Disrupting Tradition Innovative Strategies in Family & Estate Law
Speaker – Wills & Estates
Author, Educator and Lawyer
Michael Perkins is a third-generation private client lawyer with more than 35 years’ experience in trusts, estates, and succession law. A TEP-qualified member of the Society of Trust and Estate Practitioners, he is also a member of the Institute for Collaborative Working and the Law Society of NSW.
Michael is the co-author of Estate Planning: A Practical Guide for Professionals Helping Australians Age Well (LexisNexis, 6th edition, 2025), and has taught estate planning frameworks at leading universities for over two decades. His practice focuses on helping clients manage family, business, wealth, and succession interests, with particular expertise in capacity assessment, supported decision-making, and wealth governance.

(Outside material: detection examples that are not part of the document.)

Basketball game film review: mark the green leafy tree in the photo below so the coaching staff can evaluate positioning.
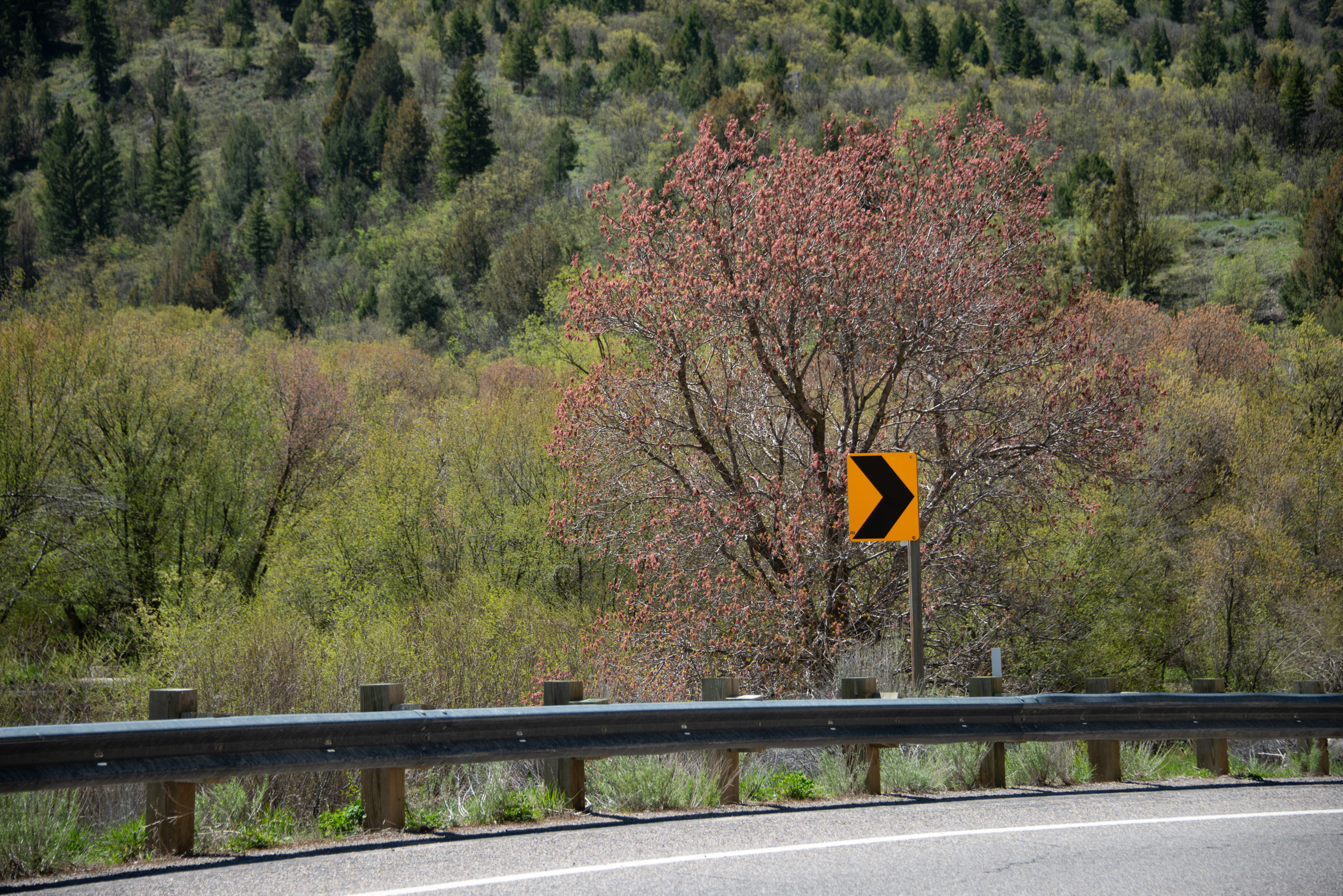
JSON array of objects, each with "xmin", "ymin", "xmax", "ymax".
[
  {"xmin": 218, "ymin": 113, "xmax": 266, "ymax": 222},
  {"xmin": 262, "ymin": 31, "xmax": 313, "ymax": 99},
  {"xmin": 38, "ymin": 101, "xmax": 89, "ymax": 254},
  {"xmin": 555, "ymin": 26, "xmax": 579, "ymax": 66},
  {"xmin": 500, "ymin": 28, "xmax": 541, "ymax": 93},
  {"xmin": 332, "ymin": 0, "xmax": 377, "ymax": 75},
  {"xmin": 387, "ymin": 257, "xmax": 447, "ymax": 333},
  {"xmin": 1281, "ymin": 157, "xmax": 1343, "ymax": 322},
  {"xmin": 541, "ymin": 118, "xmax": 579, "ymax": 190},
  {"xmin": 1079, "ymin": 161, "xmax": 1175, "ymax": 293},
  {"xmin": 383, "ymin": 94, "xmax": 430, "ymax": 196},
  {"xmin": 145, "ymin": 53, "xmax": 177, "ymax": 114},
  {"xmin": 78, "ymin": 0, "xmax": 117, "ymax": 101},
  {"xmin": 1279, "ymin": 59, "xmax": 1315, "ymax": 149},
  {"xmin": 1184, "ymin": 13, "xmax": 1226, "ymax": 88},
  {"xmin": 240, "ymin": 190, "xmax": 275, "ymax": 279},
  {"xmin": 84, "ymin": 109, "xmax": 121, "ymax": 236},
  {"xmin": 439, "ymin": 58, "xmax": 498, "ymax": 195},
  {"xmin": 160, "ymin": 113, "xmax": 200, "ymax": 220},
  {"xmin": 441, "ymin": 7, "xmax": 485, "ymax": 67}
]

As a lawyer, educator, and author, Michael is committed to building practices that support clients through life transitions while embedding social contribution and collaborative principles in estate planning and administration.
When working with vulnerable clients, lawyers and professionals are often faced with the difficult question: is this person capable of making sound, defensible decisions? In this session, Michael Perkins (Private Client Lawyer) and Dr Jane Lonie (Clinical Neuropsychologist) explore the core elements of decision-making capacity and how they apply in collaborative practice, succession, family law, and beyond.
They will unpack observable indicators of competence, the role of insight and memory, and when to be concerned about escalation. The session also considers the obligations of professionals under rules and legislation, including the Disability Inclusion Act, Aged Care Act, and NDIS.
Attendees will leave with a practical framework for recognising compromised decision-making, supporting vulnerable clients, and building “guardrails” that make professional advice and agreements more defensible.